Pov'Meredith.
- eu achei que seria a Grécia - confessei ao ver nosso destino.
- porque achou isso? - Andrew me olhou desconfiado.
- por causa do mistério - fiz uma careta.
- vamos a Grécia... Mas não agora... Agora vamos a Islândia ver a Aurora boreal.
Depois daquelas palavras eu não precisei de mais nada para ficar totalmente animada com nosso destino e só conseguir pensar no momento que veria simplesmente um dos fenômenos mais lindos do mundo.
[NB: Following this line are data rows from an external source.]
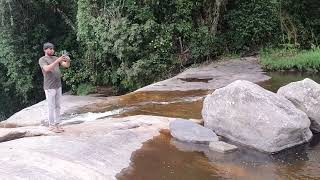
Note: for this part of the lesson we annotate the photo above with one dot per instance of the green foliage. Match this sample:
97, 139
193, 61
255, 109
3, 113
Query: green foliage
291, 59
252, 24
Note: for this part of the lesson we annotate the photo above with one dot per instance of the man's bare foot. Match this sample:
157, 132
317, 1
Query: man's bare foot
54, 129
60, 128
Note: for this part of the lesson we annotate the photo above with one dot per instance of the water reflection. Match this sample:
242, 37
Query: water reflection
166, 158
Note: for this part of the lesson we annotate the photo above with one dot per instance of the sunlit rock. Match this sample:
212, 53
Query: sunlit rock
246, 113
305, 95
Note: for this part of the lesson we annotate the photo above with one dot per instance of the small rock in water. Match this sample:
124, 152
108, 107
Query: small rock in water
222, 147
189, 131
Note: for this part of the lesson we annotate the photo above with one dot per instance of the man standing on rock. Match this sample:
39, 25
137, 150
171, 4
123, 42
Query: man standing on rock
52, 84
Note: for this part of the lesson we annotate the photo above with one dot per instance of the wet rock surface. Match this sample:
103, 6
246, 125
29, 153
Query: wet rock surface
305, 95
188, 131
100, 148
246, 113
212, 76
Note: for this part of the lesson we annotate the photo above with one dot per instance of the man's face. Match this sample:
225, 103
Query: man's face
49, 51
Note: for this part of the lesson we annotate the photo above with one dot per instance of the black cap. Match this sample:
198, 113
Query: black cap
47, 45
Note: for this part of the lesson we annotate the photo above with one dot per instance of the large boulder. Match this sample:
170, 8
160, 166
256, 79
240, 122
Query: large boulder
305, 95
246, 113
189, 131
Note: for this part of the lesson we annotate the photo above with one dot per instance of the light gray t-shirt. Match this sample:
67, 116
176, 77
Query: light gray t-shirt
51, 80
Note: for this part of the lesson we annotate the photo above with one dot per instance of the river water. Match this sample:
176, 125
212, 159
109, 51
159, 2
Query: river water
163, 158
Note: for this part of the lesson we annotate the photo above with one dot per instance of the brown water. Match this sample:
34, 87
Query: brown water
182, 104
163, 158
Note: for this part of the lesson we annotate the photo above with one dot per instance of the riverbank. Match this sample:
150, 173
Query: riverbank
291, 59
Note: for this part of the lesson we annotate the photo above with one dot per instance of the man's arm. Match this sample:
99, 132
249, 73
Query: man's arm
50, 67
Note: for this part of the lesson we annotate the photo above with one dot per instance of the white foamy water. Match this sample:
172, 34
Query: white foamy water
80, 118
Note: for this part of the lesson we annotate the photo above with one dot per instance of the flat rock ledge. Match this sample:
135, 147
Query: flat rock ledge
92, 150
34, 115
212, 76
7, 134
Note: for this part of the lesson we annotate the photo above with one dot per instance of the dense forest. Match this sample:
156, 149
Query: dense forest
127, 44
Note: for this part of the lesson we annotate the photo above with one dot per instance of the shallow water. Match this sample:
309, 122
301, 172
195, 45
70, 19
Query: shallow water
163, 158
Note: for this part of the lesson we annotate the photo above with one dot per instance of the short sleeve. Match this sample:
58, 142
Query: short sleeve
43, 62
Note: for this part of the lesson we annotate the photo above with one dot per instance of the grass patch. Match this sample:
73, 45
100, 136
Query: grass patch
291, 59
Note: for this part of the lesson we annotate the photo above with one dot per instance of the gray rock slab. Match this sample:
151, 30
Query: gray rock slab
91, 150
222, 147
305, 95
248, 114
218, 75
189, 131
7, 134
33, 115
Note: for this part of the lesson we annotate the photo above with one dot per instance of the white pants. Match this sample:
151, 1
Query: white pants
53, 97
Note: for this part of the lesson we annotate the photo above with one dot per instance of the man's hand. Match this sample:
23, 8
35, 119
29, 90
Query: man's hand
65, 62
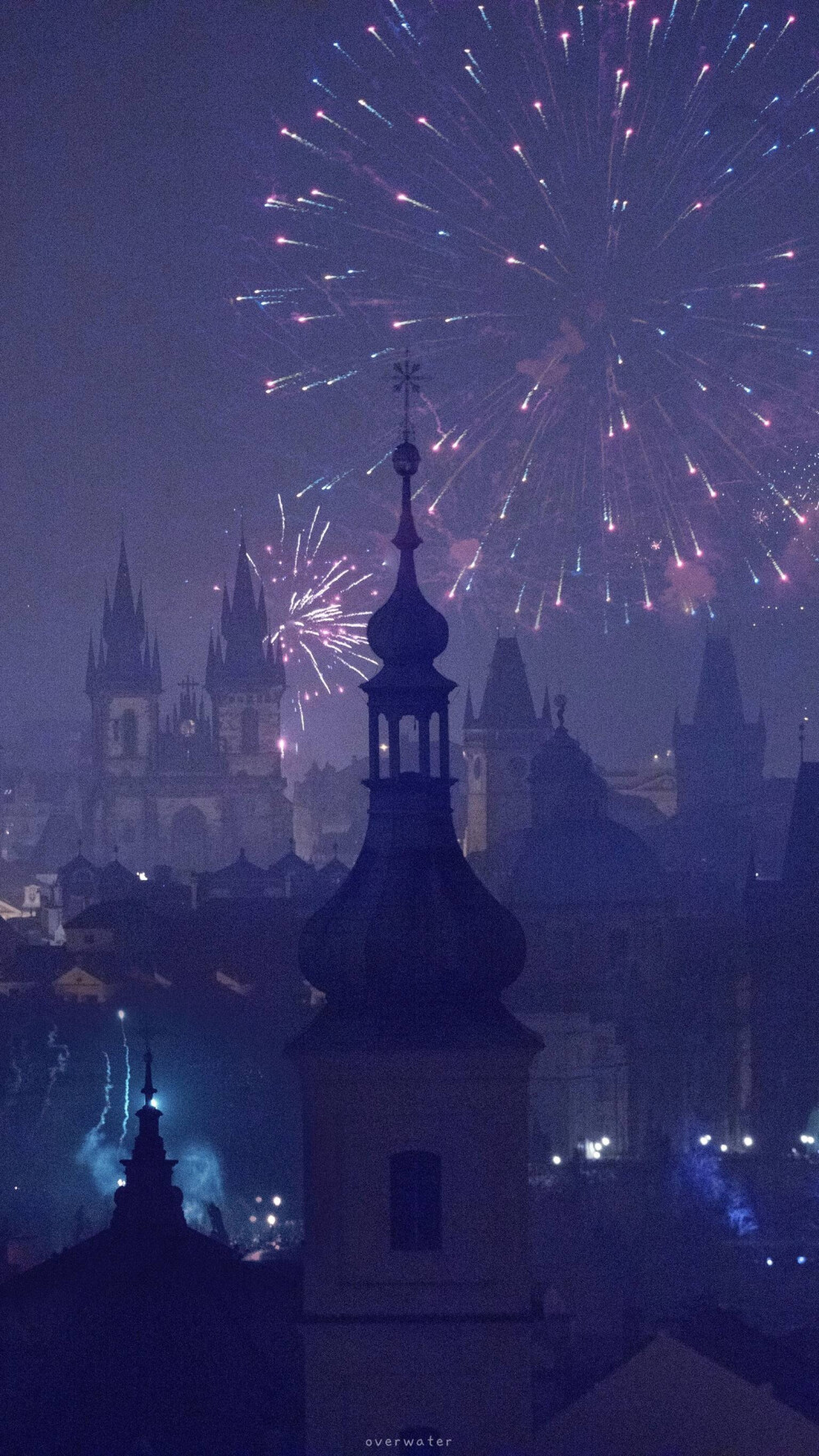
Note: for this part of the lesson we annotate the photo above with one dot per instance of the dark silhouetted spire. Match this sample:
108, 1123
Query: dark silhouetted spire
243, 626
149, 1200
719, 699
507, 701
565, 781
124, 659
412, 929
156, 669
719, 756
Foi quando percebi que aquele era um dos lugares que falei que desejava conhecer, e a índia um dos lugares que ele desejava conhecer.
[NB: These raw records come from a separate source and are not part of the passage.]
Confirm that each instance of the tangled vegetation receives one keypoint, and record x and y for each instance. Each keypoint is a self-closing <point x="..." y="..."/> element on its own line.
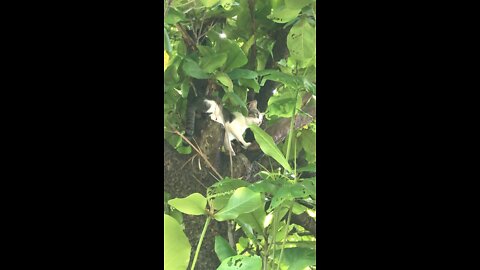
<point x="237" y="51"/>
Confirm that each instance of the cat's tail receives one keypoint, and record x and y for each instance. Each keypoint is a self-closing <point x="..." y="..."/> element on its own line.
<point x="227" y="143"/>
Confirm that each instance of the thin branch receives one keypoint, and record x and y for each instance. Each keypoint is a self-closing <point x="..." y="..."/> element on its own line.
<point x="199" y="152"/>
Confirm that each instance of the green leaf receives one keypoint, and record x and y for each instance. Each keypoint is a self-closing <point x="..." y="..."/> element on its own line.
<point x="223" y="248"/>
<point x="226" y="4"/>
<point x="283" y="104"/>
<point x="194" y="204"/>
<point x="269" y="147"/>
<point x="283" y="14"/>
<point x="174" y="16"/>
<point x="242" y="201"/>
<point x="185" y="150"/>
<point x="225" y="80"/>
<point x="166" y="41"/>
<point x="241" y="262"/>
<point x="283" y="194"/>
<point x="250" y="83"/>
<point x="236" y="57"/>
<point x="176" y="248"/>
<point x="192" y="69"/>
<point x="297" y="4"/>
<point x="309" y="144"/>
<point x="255" y="219"/>
<point x="243" y="74"/>
<point x="209" y="3"/>
<point x="274" y="75"/>
<point x="301" y="40"/>
<point x="212" y="62"/>
<point x="298" y="258"/>
<point x="308" y="168"/>
<point x="247" y="45"/>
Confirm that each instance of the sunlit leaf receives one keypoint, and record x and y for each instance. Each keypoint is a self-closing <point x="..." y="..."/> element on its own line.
<point x="269" y="147"/>
<point x="223" y="248"/>
<point x="176" y="248"/>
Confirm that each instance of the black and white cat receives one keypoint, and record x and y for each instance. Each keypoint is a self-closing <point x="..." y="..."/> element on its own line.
<point x="235" y="124"/>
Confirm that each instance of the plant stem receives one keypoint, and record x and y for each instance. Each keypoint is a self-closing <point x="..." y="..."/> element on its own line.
<point x="285" y="238"/>
<point x="200" y="242"/>
<point x="290" y="133"/>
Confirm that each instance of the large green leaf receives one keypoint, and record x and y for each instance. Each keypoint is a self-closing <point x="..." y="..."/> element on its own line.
<point x="269" y="147"/>
<point x="298" y="258"/>
<point x="255" y="219"/>
<point x="194" y="204"/>
<point x="242" y="201"/>
<point x="223" y="248"/>
<point x="176" y="248"/>
<point x="301" y="40"/>
<point x="192" y="69"/>
<point x="241" y="262"/>
<point x="275" y="75"/>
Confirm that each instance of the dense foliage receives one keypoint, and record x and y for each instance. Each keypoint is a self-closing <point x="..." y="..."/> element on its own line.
<point x="231" y="44"/>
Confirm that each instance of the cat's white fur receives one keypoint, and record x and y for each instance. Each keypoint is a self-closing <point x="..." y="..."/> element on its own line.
<point x="233" y="130"/>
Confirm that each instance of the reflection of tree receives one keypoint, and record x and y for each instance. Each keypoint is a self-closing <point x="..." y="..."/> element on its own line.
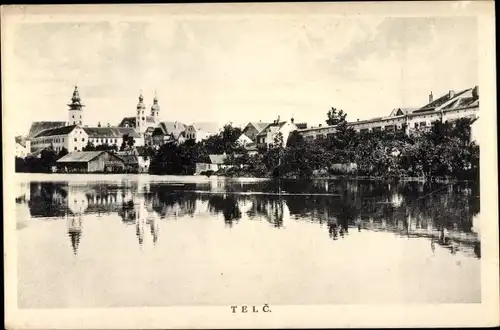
<point x="227" y="205"/>
<point x="169" y="200"/>
<point x="127" y="212"/>
<point x="270" y="207"/>
<point x="47" y="199"/>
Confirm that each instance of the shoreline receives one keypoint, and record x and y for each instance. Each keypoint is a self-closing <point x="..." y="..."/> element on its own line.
<point x="206" y="179"/>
Como esperado e agora com a desculpa perfeita: eu dormi a viagem toda, outra mudança de fuso horário, estávamos cinco horas e meia atrás da índia, então quando chegamos ao nosso hotel ainda era perto da hora do almoço, o que era bom já que eu estava sempre com fome.
- vamos deixar as malas no quarto e descemos, só temos mais umas três horas de sol.
- agora vamos ter que ir a Noruega em julho para ver o sol da meia noite.
- vinte quatro horas de sol deve ser muito interessante - Andrew riu, mas fazia uma careta ao mesmo tempo.
- sabe por que isso acontece?
- acho que não.
- Isso acontece devido à inclinação do eixo de rotação da Terra... - fiz uma pequena dissertação sobre o assunto, Andrew só concordava com a cabeça - tá, vou parar.
- porque? - ele riu da minha expressão - eu acho fascinante quando você ativa seu "merpedia".
- sem graça.
- Lexie que me ensinou - ele deu de ombros - vamos logo deixar as malas no quarto.
;)
- quando você já estiver grande - ouvia Andrew falar, estávamos parados olhando o espetáculo da Aurora boreal, Andrew me abraçava por trás e tinha suas duas mãos sobre minha barriga - vamos voltar aqui, e trazer seu irmão junto para vocês também verem esse lugar.
- obrigada.
- eu amo você, e amo nossos bebê... E quero mostrar a ela tudo que já vi, tudo que Thiago já viu, e mostrar a ele aquilo que ainda não vivenciou.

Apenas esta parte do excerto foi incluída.